Hayes, Peter Lind (b. Joseph Conrad Lind)

(1915– ) radio/television comedian, actor; born in San Francisco. Abandoned by his father, he occasionally joined his mother (whose maiden name he adopted) in vaudeville skits at the age of nine and appeared with her at New York's Palace Theater in 1932. From 1932–42 he performed his comedy routines at his mother's nightclub in the San Fernando Valley, Calif., and he made several movies. In the U.S. Army Air Corps in World War II (1942–45), he performed in hundreds of service shows.
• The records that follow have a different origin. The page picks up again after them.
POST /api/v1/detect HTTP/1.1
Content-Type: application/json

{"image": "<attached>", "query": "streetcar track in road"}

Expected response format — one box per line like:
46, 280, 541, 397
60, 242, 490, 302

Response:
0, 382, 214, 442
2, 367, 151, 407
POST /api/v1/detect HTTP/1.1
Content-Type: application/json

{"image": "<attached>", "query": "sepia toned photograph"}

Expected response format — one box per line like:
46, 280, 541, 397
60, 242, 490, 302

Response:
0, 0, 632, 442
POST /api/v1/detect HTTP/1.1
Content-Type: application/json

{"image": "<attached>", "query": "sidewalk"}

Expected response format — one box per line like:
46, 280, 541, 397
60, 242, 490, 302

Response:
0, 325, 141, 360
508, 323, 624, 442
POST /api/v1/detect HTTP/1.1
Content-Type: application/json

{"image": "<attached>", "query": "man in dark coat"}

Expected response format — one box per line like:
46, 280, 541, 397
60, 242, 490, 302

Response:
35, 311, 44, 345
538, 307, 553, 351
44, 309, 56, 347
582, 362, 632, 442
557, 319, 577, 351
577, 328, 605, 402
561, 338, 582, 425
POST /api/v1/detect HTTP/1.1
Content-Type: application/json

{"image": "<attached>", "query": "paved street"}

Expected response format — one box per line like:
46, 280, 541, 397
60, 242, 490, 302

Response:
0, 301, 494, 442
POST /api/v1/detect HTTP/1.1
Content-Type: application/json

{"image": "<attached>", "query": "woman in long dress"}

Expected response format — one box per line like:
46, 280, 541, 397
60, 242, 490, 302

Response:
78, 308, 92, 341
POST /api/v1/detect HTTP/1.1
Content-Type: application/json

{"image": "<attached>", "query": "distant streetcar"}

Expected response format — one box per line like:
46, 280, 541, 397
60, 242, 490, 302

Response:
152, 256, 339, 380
He made his nightclub debut in New York City in 1946 and was instantly acclaimed for his character impersonations. He then toured with his new wife, actress Mary Healey, in a singing-comedy act. In 1951 he had his own television show, The Star of the Family, and he and his wife then became the permanent guest-hosts on the Arthur Godfrey Show (1953–58), a contractual arrangement that limited them to doing only radio shows, but where he could at least employ his own brand of wry, satiric humor. He then went on to produce and host the Peter Lind Hayes Show for ABC-TV, (1958–66), thereafter making only occasional appearances, as in When Television Was Live (1975). He had written songs when he was younger and he published his poetry, Peter's Poems and Hayseed in 1982.